Le ministre des Affaires étrangères iranien a déclaré vendredi que la question de son stock d’uranium enrichi est l’un des sujets les plus difficiles dans les négociations avec les États-Unis.

La Russie a précédemment proposé de prendre le stock si l’Iran était disposé à l’abandonner. Araghchi a déclaré que la proposition de la Russie n’était pas actuellement en discussion active, mais pourrait être envisagée à nouveau.

« Lorsque nous arriverons à ce stade, évidemment, nous aurons plus de consultations avec la Russie et nous verrons si l’offre russe peut aider ou non, » a-t-il dit.

Israël et le Liban ont convenu de prolonger le cessez-le-feu Israël-Hezbollah à expiration de 45 jours supplémentaires pour permettre des négociations sur un accord de paix plus large, a déclaré le département d’État américain.

Après deux jours de réunions, le département a déclaré qu'il réunirait à nouveau les deux parties pour des discussions les 2 et 3 juin, tandis qu'un volet militaire - entre les armées israélienne et libanaise - dirigé par le Pentagone commencera le 29 mai. Le Hezbollah s'oppose aux négociations directes du Liban avec Israël et ne fait pas partie des pourparlers.

L’ambassadeur israélien aux États-Unis Yechiel Leiter a déclaré que les pourparlers étaient francs et constructifs. « Il y aura des hauts et des bas, mais le potentiel de succès est grand, » a-t-il écrit dans un post sur les réseaux sociaux. « Ce qui sera primordial tout au long des négociations, c'est la sécurité de nos citoyens et de nos soldats. »

Le cessez-le-feu en cours n’a pas empêché Israël et le Hezbollah d’échanger des frappes.

L’armée israélienne a déclaré vendredi qu’elle avait touché des sites du Hezbollah dans le sud du Liban après avoir signalé des alertes d’aéronefs hostiles et des tirs de l’autre côté de la frontière. Le ministère libanais de la Santé a déclaré que trois secouristes avaient été tués dans une frappe près de la ville de Harouf. D’autres frappes autour de la ville côtière de Tyr ont blessé près de 40 personnes, détruit un centre de santé et endommagé l’hôpital voisin de Hiram, blessant six travailleurs médicaux, a déclaré le ministère.

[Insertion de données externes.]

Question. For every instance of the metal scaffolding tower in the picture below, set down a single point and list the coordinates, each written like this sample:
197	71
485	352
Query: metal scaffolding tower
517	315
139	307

Une société privée de sécurité chinoise a déclaré avoir perdu la communication jeudi avec un navire qu’elle exploitait comme plateforme de travail offshore - le même jour où le centre des opérations commerciales maritimes du Royaume-Uni a signalé qu’un navire ancré au large des côtes des Émirats arabes unis avait été saisi.

Sinoguards a déclaré qu’elle avait « été informée par des canaux pertinents » que le navire Hui Chuan avait été conduit dans les eaux iraniennes pour une inspection de documentation et de conformité par les autorités.

La déclaration par courriel de l’entreprise a précisé qu’il n’y avait aucune indication de blessés sur le navire et qu’il coopérait.

La société de sécurité et le centre maritime du Royaume-Uni n’ont pas dit qui était derrière la saisie. Cela s’est produit alors qu’un haut responsable iranien réaffirmait la revendication de son pays sur le contrôle du détroit d’Hormuz et qu’un autre déclarait avoir le droit de saisir des pétroliers liés aux États-Unis.

Les États-Unis ont saisi des navires dans le golfe d’Oman le mois dernier et vendredi, le ministre des Affaires étrangères du Pakistan a déclaré qu’il avait assuré le retour de 11 citoyens pakistanais et 20 citoyens iraniens qui se trouvaient à bord de ces navires. « Tous les individus sont en bonne santé et de bonne humeur, » a déclaré le ministre des Affaires étrangères, Ishaq Dar.

Les Émirats arabes unis accélèrent la construction d’oléoducs.

Les Émirats arabes unis accélèrent l’achèvement d’un nouveau pipeline qui permettra à la fédération du Golfe d’exporter plus de pétrole sans le faire passer par le détroit d’Hormuz.

Sheikh Khaled bin Mohammed bin Zayed Al Nahyan, le prince héritier d’Abu Dhabi, a ordonné à la société pétrolière d’État ADNOC d’accélérer les travaux sur le pipeline, a déclaré vendredi le Media Office d’Abu Dhabi.

La société pétrolière exploite déjà un pipeline conçu pour transporter 1,5 million de barils par jour de ses champs pétrolifères au port de Fujairah sur le golfe d’Oman.

Le nouveau pipeline, qui devrait doubler la capacité d’exportation de la société par ce port, sera opérationnel l’année prochaine, a déclaré l’office médiatique.